あれを使われては初心者に毛が生えた程度のダクネスは切り伏せられてしまう。ならば、その攻撃手段を断つ!
「『スティール』---------ッ!」
俺は、全魔力を込めたスティールを炸裂させた! それと同時に、硬くて冷たい手応えと共に、ずしりとした重さが両手に伝わる。
「あ、あの……首、返してもらえませんかね……?」
俺の両手の間で、ベルディアの頭が呟いた。……これ前もあったなあ
「ダクネス。力の限り切り付けてやれ」
「言われるまでもないっ!」
ノーガードのベルディアの体をダクネスが渾身の力で切り付ける。ダクネスの一撃は、ベルディアの黒い鎧を打ち砕き、胸元にざっくりと大きな傷を与える。

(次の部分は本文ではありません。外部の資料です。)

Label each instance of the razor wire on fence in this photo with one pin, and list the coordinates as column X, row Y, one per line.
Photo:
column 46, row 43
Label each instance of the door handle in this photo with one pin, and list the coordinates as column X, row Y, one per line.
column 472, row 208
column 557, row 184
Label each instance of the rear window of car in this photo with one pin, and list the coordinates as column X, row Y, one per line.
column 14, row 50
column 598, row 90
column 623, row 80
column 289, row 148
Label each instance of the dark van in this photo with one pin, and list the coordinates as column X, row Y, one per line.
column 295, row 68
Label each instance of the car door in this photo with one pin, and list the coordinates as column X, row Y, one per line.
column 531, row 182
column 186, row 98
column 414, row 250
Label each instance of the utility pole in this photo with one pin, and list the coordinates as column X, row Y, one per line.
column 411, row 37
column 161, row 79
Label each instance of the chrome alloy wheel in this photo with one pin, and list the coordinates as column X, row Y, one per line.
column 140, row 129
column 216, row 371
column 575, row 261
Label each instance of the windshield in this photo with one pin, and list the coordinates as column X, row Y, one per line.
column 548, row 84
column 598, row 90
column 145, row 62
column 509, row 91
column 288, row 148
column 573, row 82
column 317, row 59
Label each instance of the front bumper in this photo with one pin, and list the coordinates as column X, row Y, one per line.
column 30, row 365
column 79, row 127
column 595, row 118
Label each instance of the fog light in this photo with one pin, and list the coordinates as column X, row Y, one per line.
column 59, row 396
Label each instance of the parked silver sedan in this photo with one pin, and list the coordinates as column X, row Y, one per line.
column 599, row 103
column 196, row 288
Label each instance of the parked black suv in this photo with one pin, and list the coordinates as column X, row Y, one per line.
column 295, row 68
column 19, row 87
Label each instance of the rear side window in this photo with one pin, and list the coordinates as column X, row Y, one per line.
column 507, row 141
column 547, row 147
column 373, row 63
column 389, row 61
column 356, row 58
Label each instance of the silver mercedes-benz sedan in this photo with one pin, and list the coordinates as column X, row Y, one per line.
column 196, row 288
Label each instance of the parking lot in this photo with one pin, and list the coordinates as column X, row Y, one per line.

「ぐはぁ!? なぜだ……なぜこんなことをするっ! 毎日毎日いつ来るかもわからない爆裂魔法に怯え、撃ち込まれた後は配下とともに片付けをする毎日。ついには城ごと崖下に落とされ、間髪入れずに水攻め。とっさの機転で転移が間に合ったと思えば、あまりの水量で結局、弱体化……それでも……それでもようやく真っ当に戦えると! そう思っていたのにこの仕打ちっ!」
「……せめてひと思いでやってやるよ。アクアっ!」
アクアを呼び、ベルディアの首を体の方へ投げる。
「任されたわ! 『セイクリッド・ターンアンデッド』!」
「ちょ、待っ……! ぎゃああああああー! この、俺が……浄化される、とは……」
アクアの魔法を受けたベルディアの悲鳴がひびきわたり、光がやんだ時、あとには何も残っていなかった。アクアの冒険者カードにベルディアが記載されていることを確認する。問題なく倒せたみたいだな。
「さて、めぐみん、おんぶはいるか?」
「いえ、今日はゆんゆんにおぶってもらうことにします……友達、なので」
「そういうことは本人に言ってやれよ」
こうして、魔王軍幹部、二度目となるデュラハンの討伐は達成されたのだった。
当初はカズマに死の宣告をかけたベルディアがキレたアクアにぼこぼこにされる話でした。